Весь этот вечер я пробыл у Ивана Васильевича — рассказывал. Он внимательно и добродушно слушал. Пришли еще штатские товарищи, на столе появилась нехитрая снедь того времени, у меня с собой была водка — называлась она ШЗ, по фамилии изобретателя этого отвратительного пойла — Шеремет. Шереметовская зараза — так именовался коричневый, препротивный на вкус напиток. У штатских напитки были получше.
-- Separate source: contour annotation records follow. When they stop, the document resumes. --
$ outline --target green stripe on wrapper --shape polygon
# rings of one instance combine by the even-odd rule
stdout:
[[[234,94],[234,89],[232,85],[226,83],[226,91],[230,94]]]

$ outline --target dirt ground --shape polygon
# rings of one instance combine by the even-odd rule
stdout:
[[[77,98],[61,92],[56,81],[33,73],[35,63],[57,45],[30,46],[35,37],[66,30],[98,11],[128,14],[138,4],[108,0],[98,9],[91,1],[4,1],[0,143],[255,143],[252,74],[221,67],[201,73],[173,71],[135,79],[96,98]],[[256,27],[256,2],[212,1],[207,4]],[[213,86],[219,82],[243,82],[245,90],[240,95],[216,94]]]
Я рассказывал. И другие штатские слушали меня внимательно. Все это были здоровые, еще молодые, полные сил люди, и я вдруг сердито подумал: не слишком ли много еще у нас эдаких забронированных военнообязанных штатских?

— А ШЗ ваше немецкий солдатский ром напоминает, — сказал вдруг Бодунов. — Тоже «табуретовка».

Другие штатские подтвердили схожесть обеих «табуретовок».

— А где же вы немецкий ром пили? — спросил я. — Как он в тыл попал?

— Тыл бывает разный, — с веселой усмешкой ответил мне Бодунов. — Есть наш, а есть и фашистский, на временно оккупированных территориях.

Я похолодел. Так вот кому я имел наглость рассказывать о том, что такое война! Впрочем, в те московские дни мы больше к этой теме не возвращались. Говорили о другом — о мирном времени, вспоминали всякое той поры. И вдруг Иван Васильевич вспомнил, как «мы» брали бандита по кличке Угол. Я багровел от похвал, которые сыпались на меня. По рассказу Ивана Васильевича выходило, будто один я «повязал Угла». Мне показалось, что он надо мной подсмеивается, я слегка обиделся, уточнил тогдашнюю диспозицию и пожаловался друзьям Бодунова на то, что никто в ту пору не осведомился, есть у меня пистолет или действовать я буду безоружным.

Туг вдруг мой Иван Васильевич буквально зашелся от смеха. Он всегда был смешлив, как все хорошие люди, умел в минуты роздыха смеяться до слез, но чтобы человек так веселился, как сейчас, я никогда еще не видел. А смеялся он так заразительно, что и друзья его стали посмеиваться...

С грехом пополам мы все же выяснили, что именно тогда произошло.

А произошло нижеследующее: я давно и настырно просился участвовать в операции. Готовясь к поимке Угла, Чирков и Бодунов вспомнили, что дом, в котором засели для гулянки бандиты, имеет одно фальшивое окно — снаружи застекленная рама, а изнутри кирпич на цементном растворе. Вот это с виду совсем обычное окно и было отведено мне в бодуновско-чирковском оперативном плане, с той целью, чтобы на этом посту, на глазах у Берга, я бы и показал свое поведение. Я его и показал — это поведение.